Friday, 17 February 2012

"Notorious" article on Charedi men cleared by Press Complaints Commission

This blog has more than once referred to an article written by Jewish Chronicle columnist and historian Geoffrey Alderman - mainly as an example of how heated the debate between different sections of the Jewish community can become.

Yesterday he emailed me the findings of the Press Complaints Commission which provides an 'establishment' version of how to interpret this remark which caused great offence in Stamford Hill.

This statement is not available on the PCC website but I called its press office which confirmed that this decision had recently been made.

Commission’s decision in the case of
Schwab v Jewish Chronicle

The complainant considered that the reference to Charedi men being notorious harassers of the opposite sex could not be substantiated. He stated that there were people who harassed women in every country but to suggest that a particular subsection of World Jewry was particularly guilty of such behaviour was inaccurate.
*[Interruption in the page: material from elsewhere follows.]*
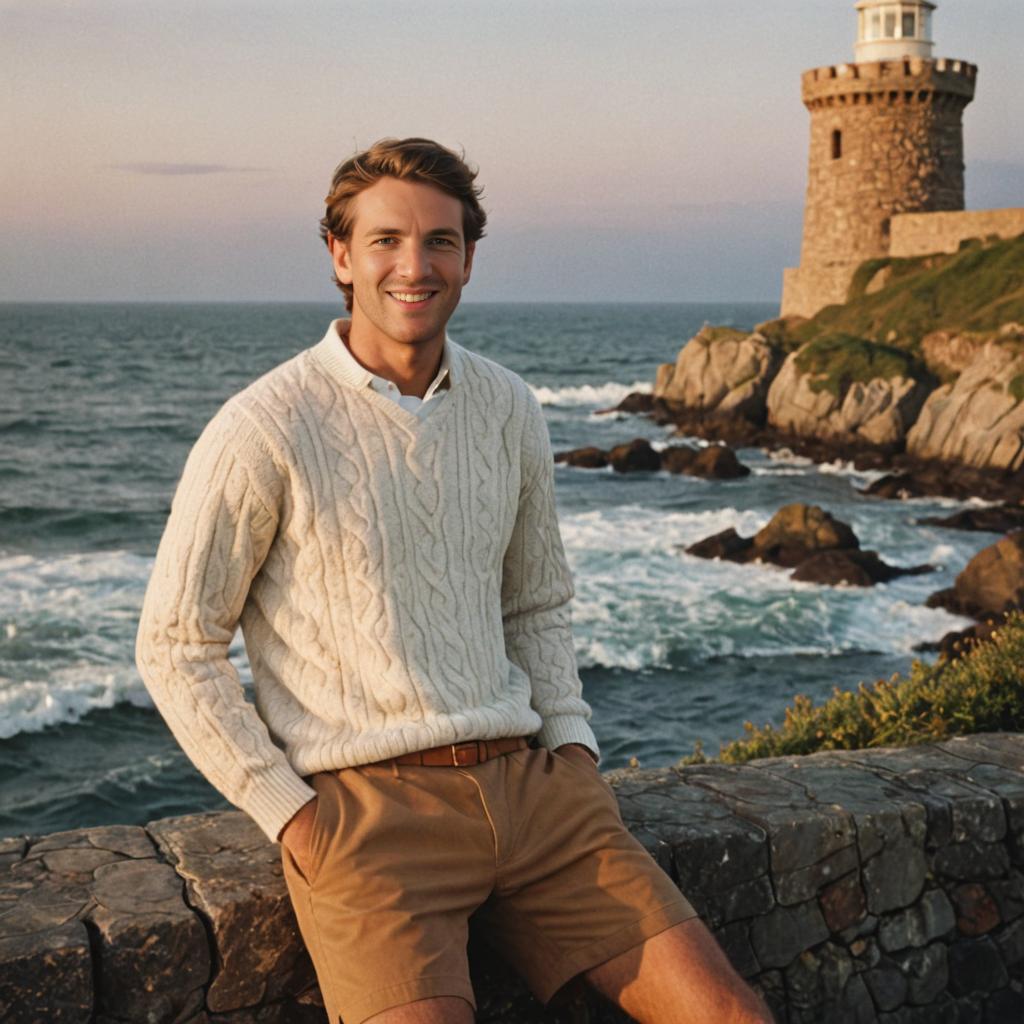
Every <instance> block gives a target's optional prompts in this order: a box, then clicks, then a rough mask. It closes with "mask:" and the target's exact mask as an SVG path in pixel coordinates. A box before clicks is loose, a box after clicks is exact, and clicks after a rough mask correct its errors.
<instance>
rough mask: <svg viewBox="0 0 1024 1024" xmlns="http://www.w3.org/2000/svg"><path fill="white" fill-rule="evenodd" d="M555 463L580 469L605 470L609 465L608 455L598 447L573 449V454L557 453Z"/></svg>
mask: <svg viewBox="0 0 1024 1024" xmlns="http://www.w3.org/2000/svg"><path fill="white" fill-rule="evenodd" d="M555 462H564V463H565V465H567V466H577V467H579V468H580V469H603V468H604V467H605V466H607V465H608V453H607V452H605V451H603V450H602V449H598V447H583V449H572V451H571V452H556V453H555Z"/></svg>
The Commission firstly considered the complaint under the terms of Clause 1 (Accuracy) of the Code which states that the press must take care not to publish inaccurate, misleading or distorted information and whilst free to be partisan must clearly distinguish between comment, conjecture and fact.

The column was written in the first person and the Commission was satisfied that readers would understand that it reflected the personal views and experiences of the columnist. It acknowledged that the complainant strongly objected to the suggestion that Charedi men were notorious harassers of the opposite sex; however, it was satisfied that readers would be aware that this comment reflected the columnist’s own opinion. It was accepted that there had been media coverage of Charedi men harassing women and it was the newspaper’s position that this coverage demonstrated that they had an aversion to women. The complainant did not accept that a few isolated acts of harassment could substantiate a claim of notoriety, especially in this context. While the Commission acknowledged the complainant’s position, and understood that readers could find the comment objectionable, it had to have regard to the fact that there was no obvious or available means of testing a hypothesis of notoriety, it was ultimately the author’s interpretation based on recent media coverage. The newspaper had demonstrated that the columnist’s views were based on the recent media coverage surrounding the topic, and indeed the article itself had stated that “In Israel and the United States there have been numerous instances of inappropriate conduct by Charedi men towards women”. The Commission was satisfied that the claim had been presented as the opinion of the columnist based on recent media coverage, and while some readers would not agree with the comment, this did not render the article a breach of the Code.

In addition, the complainant stated that there was no evidence to support the claim that Charedi men were more likely to harass women than any other section of the general populace. However, the Commission noted that the columnist had not claimed that Charedi men were, as a group, more likely to commit acts of harassment against women, but rather that they were notorious for committing such acts. As such, the Commission did not establish a breach of the Code on this aspect of the complaint. The Commission also considered the complaint under the terms of Clause 12 (Discrimination) of the Code, which states that newspapers must avoid prejudicial or pejorative reference to an individual’s race, colour, religion, gender, sexual orientation or to any physical or mental illness or disability. The clause does not cover references to groups or categories of people. In this instance, the article did not make a prejudicial or pejorative reference to the religion of a particular individual, but rather expressed the columnist’s views on Charedi men in general. While the Commission understood the concerns raised by the complainant, it did not establish that Clause 12 (i) of the Code had been breached. 

The Commission acknowledged that the complainant found the article offensive; however, it made clear that the terms of the Editors’ Code of Practice do not address issues of taste and offence. The Code is designed to address the potentially competing rights of freedom of expression and other rights of individuals, such as privacy. Newspapers and magazines have editorial freedom to publish what they consider to be appropriate provided that the rights of individuals – enshrined in the terms of the Code which specifically defines and protects these rights – are not compromised.  To come to an inevitably subjective judgement as to whether such material is tasteless or offensive would amount to the Commission acting as a moral arbiter, which can lead to censorship. It could not, therefore, comment on this aspect of the complaint further.